Previous research examined the economic outcomes of non-invasive testing in the diagnosis of significant liver fibrosis compared with liver biopsy and recommended against non-invasive testing [8]. The conclusion is made with the assumption that “misdiagnosis” leading to early treatment is harmful to health. The assumption is problematic by disregarding all future benefits and cost. By evaluating a one-time use of non-invasive test, the study ignored one major advantage of non-invasive test that enables more frequent monitoring of fibrosis progression than liver biopsy.

Our study has several limitations. The model does not stratify the population by race, and thus the fibrosis progression and treatment response rates are biased towards whites reflecting the participants in the clinical studies of our source data. Because needed information on genotypes other than 1, 2, and 3 was limited, the model only considers clinical scenarios for genotypes 1, 2, and 3, which is appropriate for a U.S. analysis where these types are most common. We did not consider co-infection with HIV and/or hepatitis B. We defined alternative screening strategies by possible combinations of FibroTest and liver biopsy. Our strategy set is not comprehensive, and we note other screening patterns exist. We did not consider other non-invasive markers and imaging methods such as FibroScan to evaluate liver stiffness. However, for non-invasive tests that are conducted at similar intervals, that have comparable test characteristics and that have comparable costs to FibroTest, our conclusion are also applicable. We also found that treatment without screening to determine liver fibrosis stage would be cost-effective compared to periodic screening strategies. This result was robust to a wide range of sensitivities, specificities, and test costs, and should, therefore, hold for many other non-invasive markers.

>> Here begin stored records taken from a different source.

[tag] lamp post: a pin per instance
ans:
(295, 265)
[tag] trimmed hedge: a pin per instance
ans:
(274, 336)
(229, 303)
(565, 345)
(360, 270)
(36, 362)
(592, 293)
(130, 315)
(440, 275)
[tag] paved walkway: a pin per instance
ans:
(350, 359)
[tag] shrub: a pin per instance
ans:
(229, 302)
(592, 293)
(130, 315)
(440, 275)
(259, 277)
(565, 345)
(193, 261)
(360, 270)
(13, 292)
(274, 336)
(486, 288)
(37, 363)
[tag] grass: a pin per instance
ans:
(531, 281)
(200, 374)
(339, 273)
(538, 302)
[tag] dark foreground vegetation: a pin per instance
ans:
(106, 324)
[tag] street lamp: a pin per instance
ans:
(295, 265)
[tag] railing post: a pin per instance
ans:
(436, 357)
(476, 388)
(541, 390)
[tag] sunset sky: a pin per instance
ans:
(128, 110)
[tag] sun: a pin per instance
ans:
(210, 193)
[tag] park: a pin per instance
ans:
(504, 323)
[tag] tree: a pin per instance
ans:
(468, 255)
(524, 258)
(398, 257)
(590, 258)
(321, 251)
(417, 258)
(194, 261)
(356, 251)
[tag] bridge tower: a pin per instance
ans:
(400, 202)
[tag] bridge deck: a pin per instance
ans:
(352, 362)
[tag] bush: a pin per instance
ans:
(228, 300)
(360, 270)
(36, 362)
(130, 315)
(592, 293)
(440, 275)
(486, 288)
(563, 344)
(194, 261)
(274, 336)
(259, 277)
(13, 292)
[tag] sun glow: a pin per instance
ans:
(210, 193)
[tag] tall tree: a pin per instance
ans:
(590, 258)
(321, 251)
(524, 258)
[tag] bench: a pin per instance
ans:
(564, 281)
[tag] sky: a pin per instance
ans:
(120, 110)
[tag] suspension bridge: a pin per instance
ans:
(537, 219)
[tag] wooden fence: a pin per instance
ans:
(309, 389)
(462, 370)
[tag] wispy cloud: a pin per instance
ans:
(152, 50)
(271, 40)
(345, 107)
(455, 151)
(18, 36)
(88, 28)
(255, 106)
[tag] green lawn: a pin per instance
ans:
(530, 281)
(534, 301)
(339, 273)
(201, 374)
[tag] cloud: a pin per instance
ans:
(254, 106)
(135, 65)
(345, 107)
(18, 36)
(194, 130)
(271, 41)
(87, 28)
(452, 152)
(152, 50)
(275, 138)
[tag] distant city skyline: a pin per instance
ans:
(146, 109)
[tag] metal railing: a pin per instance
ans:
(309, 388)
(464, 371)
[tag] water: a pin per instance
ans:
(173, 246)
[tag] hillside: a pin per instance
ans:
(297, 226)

Depending on who bears the cost of new antiviral drugs, patients may prefer to wait to initiate treatment until there is evidence of significant fibrosis progression. The model did not include possible future advances in treatment in the base case analysis and allow patients to delay treatment for a later date. The analyses also did not include the benefits of fibrosis screening to patients being able to make an informed choice and, therefore, potentially having a stronger commitment to treatment adherence.

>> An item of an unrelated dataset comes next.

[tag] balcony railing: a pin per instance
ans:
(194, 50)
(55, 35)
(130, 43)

HCV is a serious liver disease affecting up to 4 million Americans. While current recommendations favor liver biopsies prior to treatment initiation, we find that, for the hundreds of thousands of Americans with chronic HCV, other strategies are likely more effective and cost-effective. Management of chronic HCV in the U.S. could be improved by a shift towards strategies that initiate immediate treatment without fibrosis screening or else periodic screening with a non-invasive method followed by treatment for those found likely to have significant fibrosis.